Qué es una factura proforma
Una factura proforma es un documento donde le adelantas a tu cliente lo que le vas a cobrar y en qué condiciones, antes de hacer el trabajo y antes de emitir la factura de verdad. Tiene pinta de factura, pero no lo es: no tiene valor fiscal, no se contabiliza y no obliga a pagar. Es un «esto es lo que habría», por escrito y formal.
En qué se diferencia de un presupuesto y de una factura
Los tres documentos se parecen, así que es fácil liarse:
Presupuesto: tu oferta para que el cliente decida. Es lo más informal de los tres.
Factura proforma: más formal y detallada, con la misma información que tendrá la factura final, pero sin valor fiscal.
Factura: el documento legal, con su IVA, que sí cuenta para Hacienda y obliga al pago.

Cuándo te conviene usar una
Cuando el cliente necesita un documento formal para aprobar el gasto por dentro de su empresa.
En ventas al extranjero, para los trámites de aduanas.

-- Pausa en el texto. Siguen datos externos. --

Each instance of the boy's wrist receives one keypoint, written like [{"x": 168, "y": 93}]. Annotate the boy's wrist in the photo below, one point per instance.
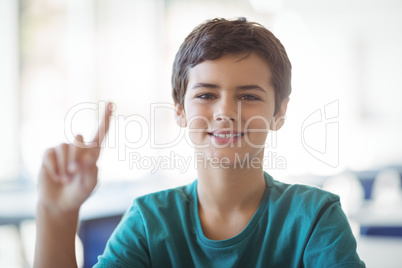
[{"x": 53, "y": 211}]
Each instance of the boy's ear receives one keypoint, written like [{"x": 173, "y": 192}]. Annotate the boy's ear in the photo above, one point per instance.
[
  {"x": 180, "y": 116},
  {"x": 279, "y": 117}
]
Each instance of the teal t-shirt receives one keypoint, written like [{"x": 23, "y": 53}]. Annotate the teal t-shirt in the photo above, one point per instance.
[{"x": 294, "y": 226}]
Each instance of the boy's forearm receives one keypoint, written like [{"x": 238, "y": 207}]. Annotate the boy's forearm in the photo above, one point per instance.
[{"x": 55, "y": 238}]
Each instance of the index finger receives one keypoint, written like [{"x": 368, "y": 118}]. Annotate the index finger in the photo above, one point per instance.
[{"x": 104, "y": 126}]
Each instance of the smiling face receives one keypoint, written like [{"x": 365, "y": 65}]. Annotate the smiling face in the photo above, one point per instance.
[{"x": 229, "y": 107}]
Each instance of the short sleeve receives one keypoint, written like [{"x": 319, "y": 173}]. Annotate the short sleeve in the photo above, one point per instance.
[
  {"x": 127, "y": 246},
  {"x": 331, "y": 243}
]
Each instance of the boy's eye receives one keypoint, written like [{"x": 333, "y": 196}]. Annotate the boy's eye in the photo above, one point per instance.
[
  {"x": 249, "y": 97},
  {"x": 206, "y": 96}
]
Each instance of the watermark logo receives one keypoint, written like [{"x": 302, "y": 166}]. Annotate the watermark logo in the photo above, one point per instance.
[{"x": 320, "y": 134}]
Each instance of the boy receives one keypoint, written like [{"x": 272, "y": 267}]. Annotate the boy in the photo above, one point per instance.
[{"x": 231, "y": 85}]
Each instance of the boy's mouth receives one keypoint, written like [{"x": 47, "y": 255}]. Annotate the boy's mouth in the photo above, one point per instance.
[{"x": 226, "y": 135}]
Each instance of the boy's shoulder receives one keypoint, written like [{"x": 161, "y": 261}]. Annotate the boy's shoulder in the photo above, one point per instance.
[{"x": 163, "y": 198}]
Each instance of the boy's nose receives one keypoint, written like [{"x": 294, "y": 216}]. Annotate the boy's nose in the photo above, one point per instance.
[{"x": 226, "y": 111}]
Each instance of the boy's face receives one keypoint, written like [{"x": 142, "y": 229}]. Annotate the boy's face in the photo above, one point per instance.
[{"x": 229, "y": 107}]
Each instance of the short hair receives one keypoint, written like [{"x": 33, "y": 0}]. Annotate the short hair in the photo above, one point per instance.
[{"x": 218, "y": 37}]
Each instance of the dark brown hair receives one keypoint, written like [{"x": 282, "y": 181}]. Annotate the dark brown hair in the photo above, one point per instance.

Cuando quieres dejar todo cerrado por escrito antes de ponerte a trabajar.
Cuando acordáis un pago por adelantado y todavía no toca emitir la factura.
Qué debe llevar
El título «Factura proforma» bien visible, para que nadie la confunda con una factura.
Tus datos y los del cliente (nombre, NIF y dirección).
La descripción de lo que ofreces, con cantidades y precios.
Las condiciones de pago y hasta cuándo es válida.
La fecha.

Hazla sin complicarte
No hace falta montártela a mano cada vez. En Ciertto puedes crear presupuestos y proformas para tus clientes y guardarlos junto al resto de su ficha, así sabes siempre qué le has enviado y en qué punto está. Te lo enseño aquí: CRM para autónomos.
Si quieres el detalle, en la guía tienes factura o proforma, cuándo usar cada una, cómo crear un presupuesto y cómo mandárselo al cliente con un enlace para que lo acepte desde ahí.
Una proforma bien hecha deja claro lo que va a pasar antes de que pase. Úsala siempre que quieras cerrar condiciones sin compromiso fiscal, y te ahorrarás más de un «pensaba que era otra cosa».